Lines Of Exile
Eric Patrick
07:00 | United States | 2020
Iranian film scholar Hamid Naficy has been writing about the diaspora in filmmaking, exiled and national cinema (especially Iranian cinema), and accented cinema practices for fifty years. While Naficy has presented his own research countless times throughout his career, he has also spent a great deal of time as a spectator in such events of academic presentation, a critical ritual of the western education.
Most attendees listen attentively, or perhaps scribble notes on the subject, preparing for a post-presentation dialogue, but Naficy’s way of internalizing these lectures is to draw caricatures of the people speaking. Though he has no formal drawing experience, Naficy has developed a quirky style over the last half century. When creating these drawings, Naficy constructs more than just a caricature of the speaker, he also often incorporates aspects of what the speaker is saying into the drawing. Sometimes the speakers’ topics are represented through aspects of their environment, sometimes as a cyborg hybrid, but all techniques are utilized by Naficy to create a visual personification of his subjects. Naficy states that drawing in this way helps him internalize the lecture, to “see” it.

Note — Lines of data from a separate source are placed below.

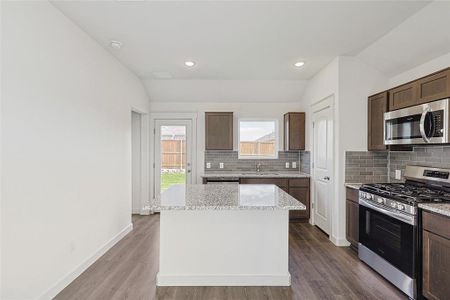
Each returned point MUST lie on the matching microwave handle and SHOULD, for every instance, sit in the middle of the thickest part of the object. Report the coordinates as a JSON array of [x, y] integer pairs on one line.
[[426, 110]]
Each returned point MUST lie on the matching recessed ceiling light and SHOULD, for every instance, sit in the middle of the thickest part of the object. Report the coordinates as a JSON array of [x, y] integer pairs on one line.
[[116, 44], [189, 63]]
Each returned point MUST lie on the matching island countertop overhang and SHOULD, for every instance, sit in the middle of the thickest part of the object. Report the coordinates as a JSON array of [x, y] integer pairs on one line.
[[226, 197]]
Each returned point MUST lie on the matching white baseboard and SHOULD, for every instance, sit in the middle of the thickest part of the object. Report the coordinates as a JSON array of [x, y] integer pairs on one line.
[[224, 280], [68, 278], [339, 242], [145, 211]]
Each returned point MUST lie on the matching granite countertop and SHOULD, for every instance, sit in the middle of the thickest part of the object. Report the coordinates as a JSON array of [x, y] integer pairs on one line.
[[439, 208], [256, 175], [355, 186], [226, 197]]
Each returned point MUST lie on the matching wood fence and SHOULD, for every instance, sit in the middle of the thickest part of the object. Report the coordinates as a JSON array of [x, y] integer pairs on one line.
[[257, 148], [173, 154]]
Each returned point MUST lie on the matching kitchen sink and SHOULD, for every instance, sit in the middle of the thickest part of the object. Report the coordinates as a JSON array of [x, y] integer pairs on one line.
[[260, 173]]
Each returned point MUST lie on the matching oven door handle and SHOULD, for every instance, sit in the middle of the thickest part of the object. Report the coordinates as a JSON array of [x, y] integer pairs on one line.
[[426, 110], [396, 215]]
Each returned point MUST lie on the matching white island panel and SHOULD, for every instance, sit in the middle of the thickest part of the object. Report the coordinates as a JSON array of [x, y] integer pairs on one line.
[[224, 235], [224, 248]]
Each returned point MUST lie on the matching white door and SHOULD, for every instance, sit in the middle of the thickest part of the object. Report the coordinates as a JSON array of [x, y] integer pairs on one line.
[[323, 163], [173, 153]]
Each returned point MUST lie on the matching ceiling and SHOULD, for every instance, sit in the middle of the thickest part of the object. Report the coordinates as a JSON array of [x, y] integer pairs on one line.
[[240, 40]]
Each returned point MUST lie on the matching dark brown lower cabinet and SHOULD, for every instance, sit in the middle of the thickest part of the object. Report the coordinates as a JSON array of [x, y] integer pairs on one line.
[[436, 256], [296, 187], [352, 221]]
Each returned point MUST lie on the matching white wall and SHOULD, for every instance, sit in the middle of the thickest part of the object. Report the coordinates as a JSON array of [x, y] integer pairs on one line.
[[436, 64], [420, 38], [219, 91], [66, 149]]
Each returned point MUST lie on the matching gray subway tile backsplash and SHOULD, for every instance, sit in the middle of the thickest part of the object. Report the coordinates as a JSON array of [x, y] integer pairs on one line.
[[431, 156], [366, 166], [232, 163], [380, 166]]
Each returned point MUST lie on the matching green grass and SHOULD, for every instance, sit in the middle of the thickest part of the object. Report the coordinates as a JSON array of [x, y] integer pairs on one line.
[[168, 179]]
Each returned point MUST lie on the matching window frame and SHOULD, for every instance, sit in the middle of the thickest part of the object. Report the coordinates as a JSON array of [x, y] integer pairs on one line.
[[277, 138]]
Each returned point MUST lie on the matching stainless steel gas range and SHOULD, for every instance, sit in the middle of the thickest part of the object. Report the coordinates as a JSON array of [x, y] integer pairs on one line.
[[389, 239]]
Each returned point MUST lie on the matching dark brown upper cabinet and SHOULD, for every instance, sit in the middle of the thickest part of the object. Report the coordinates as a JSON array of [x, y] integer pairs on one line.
[[218, 131], [294, 131], [377, 106], [403, 96], [434, 87]]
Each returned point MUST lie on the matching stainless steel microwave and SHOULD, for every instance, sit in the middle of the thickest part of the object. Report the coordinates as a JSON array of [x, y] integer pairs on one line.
[[421, 124]]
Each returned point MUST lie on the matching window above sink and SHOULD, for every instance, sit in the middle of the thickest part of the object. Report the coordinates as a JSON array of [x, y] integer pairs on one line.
[[258, 138]]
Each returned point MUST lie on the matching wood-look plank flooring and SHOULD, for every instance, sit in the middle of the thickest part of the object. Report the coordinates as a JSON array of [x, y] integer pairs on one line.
[[319, 270]]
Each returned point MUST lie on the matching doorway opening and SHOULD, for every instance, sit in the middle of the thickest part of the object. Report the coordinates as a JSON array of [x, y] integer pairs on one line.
[[173, 152]]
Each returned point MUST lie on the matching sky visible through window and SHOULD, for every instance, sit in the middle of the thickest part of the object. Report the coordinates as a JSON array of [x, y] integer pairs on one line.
[[251, 131]]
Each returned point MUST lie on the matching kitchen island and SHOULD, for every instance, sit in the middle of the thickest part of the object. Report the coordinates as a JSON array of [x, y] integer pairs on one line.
[[224, 235]]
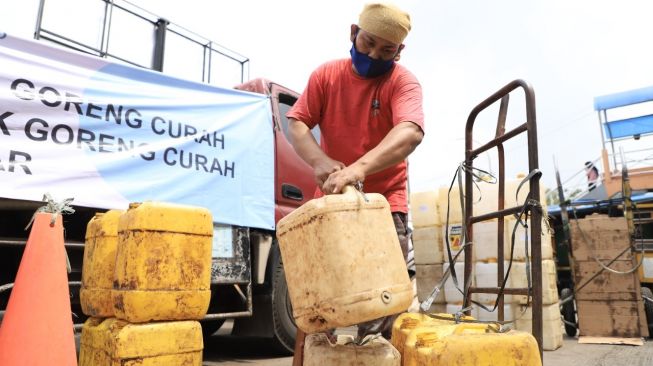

Lines of Exile takes a series of these drawings and animates them to tell a story of Naficy’s education, but also illustrates an evolution of critical theory over the last half century. The drawings already function as a kind of index of cultural evolution, and this film intends to then draw out and expand on this quality. The film also acts as a love letter to the western education tradition, with all its imperfections intact. Lines of Exile will preserve the loose quality of Naficy’s drawings, while finding a home for them in that temple of the western tradition, a lecture hall.
About Director
Eric Patrick’s films have received a Guggenheim Fellowship and received grants from The NIH, The Texas Filmmaker Production Fund, The New Mexico Arts Division, The Chicago Digital Media Production Fund among others. His work has won over 100 awards, including awards from The South by Southwest Film Festival, The Ann Arbor Film Festival, L’Alternativa, and the Black Maria Film Festival. He has screened extensively both domestically and internationally at festivals, museums and on television. He is currently an associate professor at Northwestern University.